The petunias in the basket needed just a little work. The dead petals are at the bottom right of the cluster. I often spot such blemishes on the photographic images, then have to deal with them and retake the shot. I was lucky with this one in that I could use it as an example.

Begonia

Begonias,

Rose Mamma Mia

and roses such as Mamma Mia need daily attention.

Japanese anemones

The Japanese anemones have only recently begun to bloom, but their turn will come.

Aluminium dump bench

We found a spot for the aluminium dump bench bought a day to two ago. When its peeling black paint has been removed and the seat repainted it will be as good as new.

Dump bench

It replaced the other rather rickety one on the grass. This has been relegated to the Dead End Path. The bricks underneath this earlier dump purchase will function as supporting pillars. Aaron’s fencing can be seen in the background.

This evening we dined on Mr Pink’s fish and chips, pickled onions, and gherkins. Jackie drank Hoegaarden and Bavaria mixed. I didn’t, considering that I consumed enough Singha last night to cover me for this meal as well.

47 comments

  1. Mainers are known for their extreme frugality and for what was once called “dump picking.” (Now it’s called Transfer Station picking. Doesn’t have the same ring, somehow.) I hereby dub you two “Honorary Mainers.” You might never come to Maine, but know that you have kindred spirits here.

  2. So lovely. I don’t have the stamina to do all of that in this heat but hopefully this fall my garden will be back to normal 🙂

  3. Self cleaners are more my style. I am a low maintenance gardener (lazy). I admire the dedication you both have! My geraniums always look weedy and unattractive. Now I know why! Love pics and story, Derrick.

  4. Those Mamma Mia roses are so darn beautiful. You need to know that most weeks, I think of you, the head Honcho and those roses when I’m at Line dancing. Why?

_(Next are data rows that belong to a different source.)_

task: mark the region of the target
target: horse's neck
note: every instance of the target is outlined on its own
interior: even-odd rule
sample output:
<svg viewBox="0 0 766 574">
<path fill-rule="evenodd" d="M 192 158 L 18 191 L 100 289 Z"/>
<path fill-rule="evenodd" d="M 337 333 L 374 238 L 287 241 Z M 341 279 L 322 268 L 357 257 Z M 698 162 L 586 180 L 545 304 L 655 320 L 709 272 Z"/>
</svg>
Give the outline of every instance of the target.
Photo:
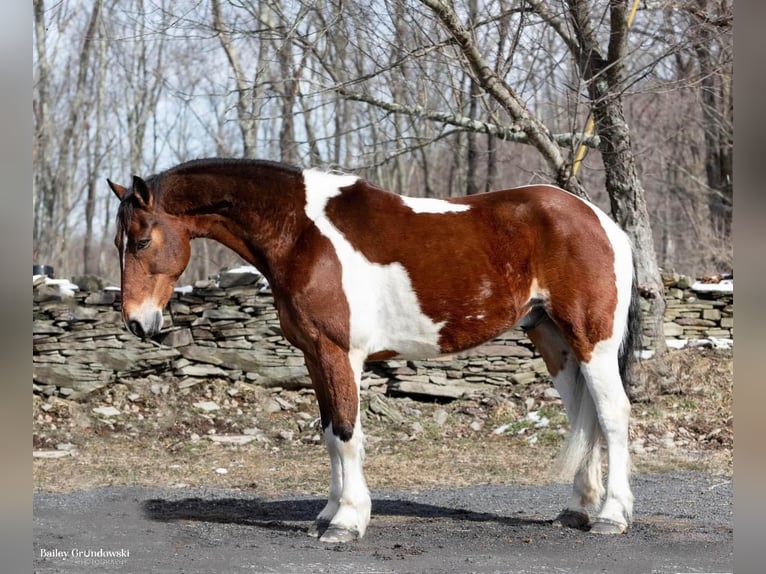
<svg viewBox="0 0 766 574">
<path fill-rule="evenodd" d="M 225 245 L 271 280 L 304 219 L 302 190 L 294 189 L 288 179 L 288 174 L 273 173 L 254 173 L 252 178 L 221 175 L 215 189 L 187 182 L 183 188 L 188 208 L 179 215 L 191 237 Z"/>
</svg>

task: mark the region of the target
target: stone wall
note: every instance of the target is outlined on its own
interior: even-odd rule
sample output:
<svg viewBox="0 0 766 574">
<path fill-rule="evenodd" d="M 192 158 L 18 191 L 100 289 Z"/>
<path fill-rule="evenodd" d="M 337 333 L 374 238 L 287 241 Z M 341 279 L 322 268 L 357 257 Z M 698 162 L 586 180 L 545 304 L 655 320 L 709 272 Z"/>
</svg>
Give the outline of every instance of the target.
<svg viewBox="0 0 766 574">
<path fill-rule="evenodd" d="M 733 339 L 733 294 L 667 284 L 665 333 L 681 346 Z M 76 290 L 36 278 L 33 388 L 78 399 L 113 382 L 172 375 L 179 387 L 208 378 L 298 388 L 310 386 L 301 353 L 281 336 L 268 287 L 251 273 L 222 273 L 177 292 L 165 315 L 170 327 L 154 341 L 130 335 L 114 289 Z M 63 293 L 63 294 L 62 294 Z M 479 389 L 523 385 L 545 377 L 545 365 L 518 330 L 459 355 L 371 364 L 362 385 L 392 394 L 451 399 Z"/>
</svg>

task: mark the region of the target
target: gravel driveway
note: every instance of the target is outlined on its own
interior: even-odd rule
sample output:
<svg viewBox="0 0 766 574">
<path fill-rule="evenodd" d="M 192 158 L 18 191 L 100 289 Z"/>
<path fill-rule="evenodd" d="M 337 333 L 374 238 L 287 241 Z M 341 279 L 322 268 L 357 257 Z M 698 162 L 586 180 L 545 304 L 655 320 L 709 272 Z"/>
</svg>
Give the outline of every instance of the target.
<svg viewBox="0 0 766 574">
<path fill-rule="evenodd" d="M 733 488 L 703 473 L 633 477 L 634 524 L 551 525 L 568 485 L 373 492 L 367 536 L 306 535 L 319 497 L 105 487 L 34 496 L 35 572 L 732 572 Z"/>
</svg>

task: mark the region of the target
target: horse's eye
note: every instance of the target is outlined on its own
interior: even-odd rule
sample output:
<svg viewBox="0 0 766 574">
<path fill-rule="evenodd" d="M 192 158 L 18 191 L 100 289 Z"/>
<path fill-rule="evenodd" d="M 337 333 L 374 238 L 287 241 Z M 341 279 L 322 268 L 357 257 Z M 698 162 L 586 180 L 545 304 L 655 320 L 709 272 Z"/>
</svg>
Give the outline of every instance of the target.
<svg viewBox="0 0 766 574">
<path fill-rule="evenodd" d="M 143 251 L 147 247 L 149 247 L 149 244 L 152 242 L 151 239 L 141 239 L 136 242 L 136 251 Z"/>
</svg>

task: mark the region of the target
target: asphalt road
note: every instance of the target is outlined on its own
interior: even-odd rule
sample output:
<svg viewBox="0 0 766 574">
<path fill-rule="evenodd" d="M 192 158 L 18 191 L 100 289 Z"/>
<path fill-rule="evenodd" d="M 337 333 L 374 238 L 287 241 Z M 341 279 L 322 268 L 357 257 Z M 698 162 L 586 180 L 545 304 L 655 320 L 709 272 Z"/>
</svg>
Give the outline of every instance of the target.
<svg viewBox="0 0 766 574">
<path fill-rule="evenodd" d="M 105 487 L 34 495 L 35 572 L 389 573 L 733 572 L 731 480 L 634 476 L 628 534 L 599 537 L 551 520 L 568 485 L 373 492 L 367 536 L 306 534 L 319 497 Z M 111 555 L 110 555 L 111 554 Z"/>
</svg>

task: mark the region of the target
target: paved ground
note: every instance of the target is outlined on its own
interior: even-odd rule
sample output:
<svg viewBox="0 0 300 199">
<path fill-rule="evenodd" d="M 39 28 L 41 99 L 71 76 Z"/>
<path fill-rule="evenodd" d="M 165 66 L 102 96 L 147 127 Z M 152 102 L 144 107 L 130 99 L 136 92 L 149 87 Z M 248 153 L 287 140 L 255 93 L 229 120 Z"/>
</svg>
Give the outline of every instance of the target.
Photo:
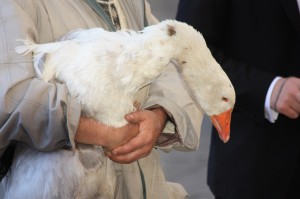
<svg viewBox="0 0 300 199">
<path fill-rule="evenodd" d="M 178 0 L 148 0 L 148 2 L 159 20 L 175 17 Z M 210 128 L 210 120 L 205 117 L 198 151 L 161 153 L 167 180 L 182 184 L 191 195 L 191 199 L 213 199 L 206 184 Z"/>
</svg>

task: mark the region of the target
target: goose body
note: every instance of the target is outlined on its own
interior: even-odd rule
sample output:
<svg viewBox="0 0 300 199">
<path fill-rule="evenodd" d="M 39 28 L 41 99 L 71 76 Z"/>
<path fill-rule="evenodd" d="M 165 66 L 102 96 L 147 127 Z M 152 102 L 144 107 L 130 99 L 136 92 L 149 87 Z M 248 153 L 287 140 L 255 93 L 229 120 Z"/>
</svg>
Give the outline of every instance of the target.
<svg viewBox="0 0 300 199">
<path fill-rule="evenodd" d="M 26 40 L 16 51 L 33 52 L 36 69 L 47 54 L 38 75 L 64 82 L 87 116 L 114 127 L 125 125 L 124 115 L 135 111 L 134 94 L 175 59 L 199 106 L 228 141 L 234 88 L 191 26 L 166 20 L 139 32 L 76 30 L 65 39 L 46 44 Z M 227 120 L 221 121 L 224 114 Z M 16 154 L 12 173 L 2 182 L 6 198 L 113 198 L 114 169 L 101 147 L 43 153 L 20 145 Z"/>
</svg>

Because most weeks, we do a dance called “Mamma Mia”.

      1. It was not my intention to advocate for marriage, but just to suggest a way to make extra money, maybe to hire an additional gardener to help you two love birds. 🙂

  5. I’m glad to see that no one has accused you and Jackie of simply having ‘green thumbs’; as if hard work and intimate knowledge of every plant you grow have nothing to do with it.

    We have a lot of Thai restaurants in Sydney. Their names are often comical. The Thaitanic has since sunk and Ta Ta Thai (ta ta is Oz Slang for goodbye) is also gone. If Thai Riffic was terrific you would wonder why it folded but Thais I Am would be the one for you, Derrick (did you spot the hidden word?)

    1. Love those restaurant names. I am always saying that the key to gardening is know your site and soil and then know your plant, easy! Takes time tho’ I have made all the mistakes in my time.

  6. Such a good reminder that nothing comes for nothing … The magic is generally hard work and a refusal to make do with second best. Chapeau to you both ????????

  7. Lovely, big smile on Jackie’s face as she’s attending to the flowers. I gather your garden is so beautiful, not only because of the work you put into it, but also due to the love you have for your blossoms.

  8. Your flowers certainly reward the care and dedication lavished on them. I wish we had a Thai place nearby. I do love our local Indian, but the more the merrier! I imagine we were not far from your part of the world at the weekend for an all-too-brief trip. It was lovely to see the horses, deer and long horned cattle. I got teased for being excited just to see cows, but in my defence they were very photogenic ones.